15.06.2022 (Wednesday)

NT London number theory seminar: Gaussian distribution of squarefree and B-free numbers in short intervals

regular seminar Sacha Mangerel (Durham)

at:
16:00 - 17:00
KCL, Strand
room: K0.18
abstract:

(Joint with O. Gorodetsky and B. Rodgers) It is of classical interest in analytic number theory to understand the fine-scale distribution of arithmetic sequences such as the primes. For a given length scale h, the number of elements of a ``nice'' sequence in a uniformly randomly selected interval $(x,x+h], 1 \leq x \leq X$, might be expected to follow the statistics of a normally distributed random variable (in suitable ranges of $1 \leq h \leq X$). Following the work of Montgomery and Soundararajan, this is known to be true for the primes, but only if we assume several deep and long-standing conjectures among which the Riemann Hypothesis.

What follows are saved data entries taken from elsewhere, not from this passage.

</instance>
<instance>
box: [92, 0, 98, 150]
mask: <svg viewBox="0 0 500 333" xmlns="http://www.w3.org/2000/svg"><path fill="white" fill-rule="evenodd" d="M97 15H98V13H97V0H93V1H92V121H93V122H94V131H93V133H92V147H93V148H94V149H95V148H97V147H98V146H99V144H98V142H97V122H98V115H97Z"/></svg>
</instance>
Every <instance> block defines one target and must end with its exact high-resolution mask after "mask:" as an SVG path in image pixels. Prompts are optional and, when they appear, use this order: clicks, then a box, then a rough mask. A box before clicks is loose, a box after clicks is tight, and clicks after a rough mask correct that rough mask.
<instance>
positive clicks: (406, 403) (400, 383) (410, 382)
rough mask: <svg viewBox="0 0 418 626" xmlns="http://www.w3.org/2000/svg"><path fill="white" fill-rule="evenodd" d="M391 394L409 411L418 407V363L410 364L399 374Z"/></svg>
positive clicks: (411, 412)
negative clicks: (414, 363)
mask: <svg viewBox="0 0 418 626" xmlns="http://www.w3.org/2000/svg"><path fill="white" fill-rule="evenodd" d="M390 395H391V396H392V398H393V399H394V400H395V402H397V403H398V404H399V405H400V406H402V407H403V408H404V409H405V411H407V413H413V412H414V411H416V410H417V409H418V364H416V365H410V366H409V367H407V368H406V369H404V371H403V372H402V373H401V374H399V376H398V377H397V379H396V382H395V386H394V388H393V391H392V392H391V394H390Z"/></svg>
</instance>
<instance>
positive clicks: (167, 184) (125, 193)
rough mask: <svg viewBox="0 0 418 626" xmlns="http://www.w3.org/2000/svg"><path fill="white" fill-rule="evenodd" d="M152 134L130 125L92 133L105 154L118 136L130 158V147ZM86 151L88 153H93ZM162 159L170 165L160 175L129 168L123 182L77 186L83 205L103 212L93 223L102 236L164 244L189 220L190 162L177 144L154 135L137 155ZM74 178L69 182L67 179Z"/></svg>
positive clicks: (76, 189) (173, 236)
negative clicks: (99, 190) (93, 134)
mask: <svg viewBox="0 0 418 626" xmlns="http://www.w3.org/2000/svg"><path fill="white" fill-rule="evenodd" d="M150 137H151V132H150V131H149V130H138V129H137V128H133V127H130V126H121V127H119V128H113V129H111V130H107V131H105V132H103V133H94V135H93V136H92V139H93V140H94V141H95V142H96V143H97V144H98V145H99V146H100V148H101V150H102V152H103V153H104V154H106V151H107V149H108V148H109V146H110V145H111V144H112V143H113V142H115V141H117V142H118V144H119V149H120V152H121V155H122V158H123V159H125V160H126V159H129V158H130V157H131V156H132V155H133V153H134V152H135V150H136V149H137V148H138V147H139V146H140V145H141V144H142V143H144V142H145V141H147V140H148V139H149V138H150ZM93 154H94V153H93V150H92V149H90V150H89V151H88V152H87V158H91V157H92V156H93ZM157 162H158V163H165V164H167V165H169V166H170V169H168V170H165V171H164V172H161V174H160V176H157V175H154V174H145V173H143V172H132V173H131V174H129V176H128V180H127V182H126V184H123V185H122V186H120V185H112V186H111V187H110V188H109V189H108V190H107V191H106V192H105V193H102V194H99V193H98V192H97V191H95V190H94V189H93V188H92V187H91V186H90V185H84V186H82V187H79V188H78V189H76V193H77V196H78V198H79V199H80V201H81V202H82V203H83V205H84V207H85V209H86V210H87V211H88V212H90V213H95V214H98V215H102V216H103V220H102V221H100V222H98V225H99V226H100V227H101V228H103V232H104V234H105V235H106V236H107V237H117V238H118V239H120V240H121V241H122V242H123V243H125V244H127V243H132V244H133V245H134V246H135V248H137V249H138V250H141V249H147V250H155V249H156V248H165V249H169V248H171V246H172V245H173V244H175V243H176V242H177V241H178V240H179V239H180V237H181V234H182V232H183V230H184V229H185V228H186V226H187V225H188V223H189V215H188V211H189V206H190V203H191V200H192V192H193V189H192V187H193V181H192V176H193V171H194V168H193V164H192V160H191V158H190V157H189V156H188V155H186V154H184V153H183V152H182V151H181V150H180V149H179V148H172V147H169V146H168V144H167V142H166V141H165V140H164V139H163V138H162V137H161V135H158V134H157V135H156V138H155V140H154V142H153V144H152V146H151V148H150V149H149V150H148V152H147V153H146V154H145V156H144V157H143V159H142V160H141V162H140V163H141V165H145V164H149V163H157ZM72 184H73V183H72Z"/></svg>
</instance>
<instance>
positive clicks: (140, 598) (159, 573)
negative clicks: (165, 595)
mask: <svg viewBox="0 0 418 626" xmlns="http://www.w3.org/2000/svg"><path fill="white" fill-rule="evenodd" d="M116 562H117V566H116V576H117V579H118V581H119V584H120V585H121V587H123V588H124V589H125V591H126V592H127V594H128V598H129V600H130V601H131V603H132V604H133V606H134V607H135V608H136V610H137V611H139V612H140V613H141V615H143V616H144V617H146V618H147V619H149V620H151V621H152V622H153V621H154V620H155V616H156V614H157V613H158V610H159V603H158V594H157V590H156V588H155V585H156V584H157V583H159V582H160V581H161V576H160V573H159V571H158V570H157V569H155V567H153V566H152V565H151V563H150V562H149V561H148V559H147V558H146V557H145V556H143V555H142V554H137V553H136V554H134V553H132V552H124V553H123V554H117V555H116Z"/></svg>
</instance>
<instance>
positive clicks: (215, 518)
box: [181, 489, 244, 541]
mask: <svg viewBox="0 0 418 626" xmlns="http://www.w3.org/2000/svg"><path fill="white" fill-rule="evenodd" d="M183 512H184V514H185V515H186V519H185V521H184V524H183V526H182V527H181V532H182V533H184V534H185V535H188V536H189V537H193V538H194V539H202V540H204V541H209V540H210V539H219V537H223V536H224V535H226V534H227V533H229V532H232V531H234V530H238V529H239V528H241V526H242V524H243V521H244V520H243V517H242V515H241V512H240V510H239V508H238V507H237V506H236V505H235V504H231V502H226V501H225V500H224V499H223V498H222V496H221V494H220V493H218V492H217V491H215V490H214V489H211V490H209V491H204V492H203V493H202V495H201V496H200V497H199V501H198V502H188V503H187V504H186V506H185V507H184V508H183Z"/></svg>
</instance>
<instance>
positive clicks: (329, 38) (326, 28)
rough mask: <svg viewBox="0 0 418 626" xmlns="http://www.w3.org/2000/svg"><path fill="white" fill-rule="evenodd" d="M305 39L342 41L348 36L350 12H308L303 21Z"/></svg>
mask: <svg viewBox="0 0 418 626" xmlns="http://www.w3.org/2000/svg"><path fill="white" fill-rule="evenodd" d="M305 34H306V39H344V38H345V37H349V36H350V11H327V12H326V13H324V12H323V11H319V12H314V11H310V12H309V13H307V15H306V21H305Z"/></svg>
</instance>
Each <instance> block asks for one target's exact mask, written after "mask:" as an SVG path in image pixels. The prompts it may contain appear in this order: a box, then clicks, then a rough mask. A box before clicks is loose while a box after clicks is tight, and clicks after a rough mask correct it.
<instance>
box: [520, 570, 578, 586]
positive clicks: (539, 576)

As a model for the primes, in this talk I will address such statistical questions for the sequence of squarefree numbers, i.e., numbers not divisible by the square of any prime, among other related ``sifted'' sequences called B-free numbers. I hope to further motivate and explain our main result that shows, unconditionally, that short interval counts of squarefree numbers do satisfy Gaussian statistics, answering several questions of R.R. Hall.